Later the same day, she said, Schaffel told her “the situation had been contained. ... He said they had been brought back to the ranch. I didn’t understand why he would be upset about them leaving the ranch.”

She said she then contacted her ex-boyfriend, David LeGrand, a lawyer for Jackson who had hired her.

“I said, ‘Don’t make me believe that these people were hunted down like dogs and brought back to the ranch,”’ she said.

She said he told her, “I can’t discuss this right now.”

Prosecutors called Kite to support allegations that Jackson and associates held the family against their will at Neverland and other locations throughout February 2003 to force them to help in a public relations campaign to rehabilitate his image.

Defense attorneys say the family was free to leave at any time.

Kite said she was hired on Feb. 9, 2003, six days after the documentary aired, and was terminated on Feb. 15 with no reason given.

'Designed to shut me up'A former Jackson lawyer, Mark Geragos, later asked her to sign a confidentiality agreement but she refused, the witness said.

“I believed it would negatively impact me. I believe it was designed to shut me up,” she said.

Kite said that later she contacted her ex-boyfriend again and was told the mother would not be a problem.

“He said that they no longer had to worry about (the mother) because they had her on tape and they were going to make her look like a crack whore,” she said.

The conversation was apparently a reference to a videotaped statement the family made on Feb. 19-20, 2003, in which they praised Jackson.

On cross-examination, Jackson lawyer Thomas Mesereau Jr. stressed that Kite never met the singer or most of his associates and dealt with them only by telephone.

“In the six days that you represented Mr. Jackson did you feel you became an expert on Mr. Jackson’s life?” the attorney asked acerbically.

“Oh no, sir,” she said.

Asked about her expertise in representing celebrities, she said the only one she had ever represented was Marshall Sylver, a Las Vegas hypnotist who appeared in informercials.

Earlier, under prosecution questioning, Kite mentioned child molestation allegations that the pop star faced in 1993 but which did not result in charges. The reference was made even though the judge has not yet ruled on whether prosecutors will be allowed to present evidence from 1993.
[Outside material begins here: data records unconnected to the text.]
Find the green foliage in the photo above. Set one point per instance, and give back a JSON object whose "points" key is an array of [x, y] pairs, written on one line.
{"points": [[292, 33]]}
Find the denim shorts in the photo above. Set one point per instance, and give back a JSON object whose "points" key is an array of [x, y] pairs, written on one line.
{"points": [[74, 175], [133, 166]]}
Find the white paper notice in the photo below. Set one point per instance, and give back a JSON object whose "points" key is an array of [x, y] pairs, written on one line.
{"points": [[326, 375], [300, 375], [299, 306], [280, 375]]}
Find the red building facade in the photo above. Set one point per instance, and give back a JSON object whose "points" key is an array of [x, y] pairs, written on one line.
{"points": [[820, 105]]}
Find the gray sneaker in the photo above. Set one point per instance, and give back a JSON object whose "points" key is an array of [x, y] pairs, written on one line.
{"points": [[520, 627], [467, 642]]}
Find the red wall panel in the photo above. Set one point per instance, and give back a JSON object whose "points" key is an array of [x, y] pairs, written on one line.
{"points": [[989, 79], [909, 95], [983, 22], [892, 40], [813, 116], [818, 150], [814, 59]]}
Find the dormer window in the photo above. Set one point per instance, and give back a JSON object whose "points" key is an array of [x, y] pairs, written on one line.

The prosecution had asked about other public relations problems Jackson faced in February 2003.

Kite listed both the Bashir-produced documentary that triggered the current case, and the leaking of information from the 1993 allegations to the Web site thesmokinggun.com. Kite said the latter allegations involved inappropriate actions with a young boy.

The document released by the Web site was an affidavit from Jackson’s 1993 accuser in which the boy graphically described alleged molestation by the singer.

“In combination with the Bashir documentary I felt it was beyond a disaster,” Kite said.

Mesereau objected to questions about 1993, and the judge cautioned jurors that they were only to consider the testimony as it related to explaining Kite’s motivations and not for the “truth of the matter.”